In Konstanz bezoeken we niet het internaat waar Heidegger als puber doorbracht, want we zijn hier samen en er moet ook nog geshopt worden. Dat betekent o.a. een bezoekje aan het Duitse Kruidvat, Mueller geheten. Wanneer je de Mueller binnengaat, begrijp je waarom er in Duitsland zoveel plaatsen zijn die met Bad beginnen. Er is bijvoorbeeld een heel straatje met aan beide zijden alleen maar shampoos. Het moeten tientallen merken zijn en honderden soorten. Aan mij is al die keuzevrijheid niet besteed, integendeel. Meestal raak ik in verwarring en verlaat een megastore in het buitenland dan bijvoorbeeld verdwaasd met een halfje gesneden casinobrood. Michaela vindt het heerlijk en gaat letterlijk snuffelend de winkel door. Ze dirigeert me naar de dure herenluchtjes en spuit onverwacht uit een monsterflesje een dosis Fahrenheit van Dior in mijn nek, mmmmm, wat ruik je lekker. Dit is het wisselgeld van Heidegger Reisen.

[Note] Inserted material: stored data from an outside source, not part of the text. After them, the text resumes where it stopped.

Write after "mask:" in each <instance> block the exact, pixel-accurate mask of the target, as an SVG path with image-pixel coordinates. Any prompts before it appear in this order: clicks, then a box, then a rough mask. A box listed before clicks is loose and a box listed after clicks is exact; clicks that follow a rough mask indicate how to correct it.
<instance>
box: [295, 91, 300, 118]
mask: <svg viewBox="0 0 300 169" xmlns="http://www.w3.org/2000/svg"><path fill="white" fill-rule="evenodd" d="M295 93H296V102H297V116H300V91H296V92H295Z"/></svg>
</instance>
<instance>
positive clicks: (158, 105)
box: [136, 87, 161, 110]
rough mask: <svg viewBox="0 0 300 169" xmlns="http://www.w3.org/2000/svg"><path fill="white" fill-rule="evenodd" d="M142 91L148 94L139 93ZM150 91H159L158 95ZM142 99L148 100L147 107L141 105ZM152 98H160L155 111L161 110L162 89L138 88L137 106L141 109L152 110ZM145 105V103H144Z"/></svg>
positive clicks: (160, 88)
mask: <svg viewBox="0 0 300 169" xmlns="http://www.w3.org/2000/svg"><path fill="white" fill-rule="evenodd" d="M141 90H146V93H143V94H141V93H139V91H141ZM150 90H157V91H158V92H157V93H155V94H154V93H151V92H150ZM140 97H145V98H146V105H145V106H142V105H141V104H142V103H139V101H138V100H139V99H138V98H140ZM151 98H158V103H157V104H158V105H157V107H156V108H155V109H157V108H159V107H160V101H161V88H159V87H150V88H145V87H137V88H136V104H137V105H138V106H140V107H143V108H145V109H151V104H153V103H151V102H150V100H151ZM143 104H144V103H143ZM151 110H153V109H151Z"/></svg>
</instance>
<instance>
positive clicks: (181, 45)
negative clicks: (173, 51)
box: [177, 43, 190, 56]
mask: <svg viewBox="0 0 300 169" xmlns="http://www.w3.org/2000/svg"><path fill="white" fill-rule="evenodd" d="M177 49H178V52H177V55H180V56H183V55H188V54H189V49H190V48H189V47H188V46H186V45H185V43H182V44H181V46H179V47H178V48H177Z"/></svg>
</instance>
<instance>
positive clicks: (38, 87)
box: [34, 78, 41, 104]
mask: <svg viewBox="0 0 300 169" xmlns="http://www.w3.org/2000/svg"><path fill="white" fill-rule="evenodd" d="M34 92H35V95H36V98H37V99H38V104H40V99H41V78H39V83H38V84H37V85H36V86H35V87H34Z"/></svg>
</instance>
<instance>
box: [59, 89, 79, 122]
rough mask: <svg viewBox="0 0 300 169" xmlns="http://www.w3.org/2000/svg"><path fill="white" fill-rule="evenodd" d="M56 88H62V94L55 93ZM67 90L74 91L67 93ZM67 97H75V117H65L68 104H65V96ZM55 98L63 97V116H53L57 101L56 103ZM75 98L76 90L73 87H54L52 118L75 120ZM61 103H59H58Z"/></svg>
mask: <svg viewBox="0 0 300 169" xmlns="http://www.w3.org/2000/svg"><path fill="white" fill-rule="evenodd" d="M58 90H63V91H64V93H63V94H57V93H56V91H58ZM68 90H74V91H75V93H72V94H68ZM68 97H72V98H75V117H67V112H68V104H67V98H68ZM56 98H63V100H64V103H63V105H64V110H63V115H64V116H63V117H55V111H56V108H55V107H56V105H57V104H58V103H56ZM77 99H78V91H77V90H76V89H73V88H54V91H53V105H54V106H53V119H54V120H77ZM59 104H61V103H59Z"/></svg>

Peter RoseggerNa de Mueller duiken we nog het warenhuis Karstadt in. Daar hebben we gedeelde belangen: de boekenhoek. En Karstadt verkoopt ook postzegels. Michaela ontdekt een aantal series historische Duitse postzegels. Ik koop twee ongestempelde postzegels uit 1943 van het Deutsches Reich ter gelegenheid van de honderdste geboortedag van een zekere Peter Rosegger. Nooit van gehoord. Was hij een negentiende eeuwse voorloper van het arianisme of een of andere proto-fascist? Ik koop de zegels omdat op een ervan een berghut staat afgebeeld en deze Peter Rosegger in mijn fantasie een Martin Heidegger uit een parallelwereld is. Via de postzegels bij Karstadt dus terug naar onze Heideggertrip.

Peter Rosegger Waldheimat
ook Peter Rosegger had een berghut

Rond het middaguur verlaten we Konstanz en steken de grens over naar Zwitserland. Of we nog iets aan te geven hebben, vraagt de Zwitserse douanier. Niet iemand der Spass versteht, dus we gedragen ons maar vormelijk. In Zwitserland begint het na een paar bloedhete dagen in Zuid-Duitsland te regenen. We kronkelen binnendoor via Sankt-Gallen naar Liechtenstein, het dwergstaatje dat tussen Oostenrijk en Zwitserland ligt ingeklemd aan de voet van een imposante berg. Achter deze berg ligt Feldkirch in Oostenrijk, waar Heidegger nog een blauwe maandag op een Jezuïetencollege heeft gezeten. Ook in Liechtenstein wint de filatelie het van de filosofie. We ontdekken dat Liechtenstein een favouriete vakantiebestemming is van Zuid-Koreaanse postzegelverzamelaars. Ze hebben de prijzen behoorlijk opgedreven hier. Achter de balie staat een Koreaans meisje een stapel postzegelmapjes af te prijzen. Het zijn allemaal frankeerzegels uit de oorlog met de beeltenis van de Führer. Postfris. Alsof er nooit een Untergang heeft plaatsgevonden. De Zuid-Koreanen lusten er wel pap van. Zou Heidegger ze mooi gevonden hebben deze zegels? Peter Rosegger waarschijnlijk wel.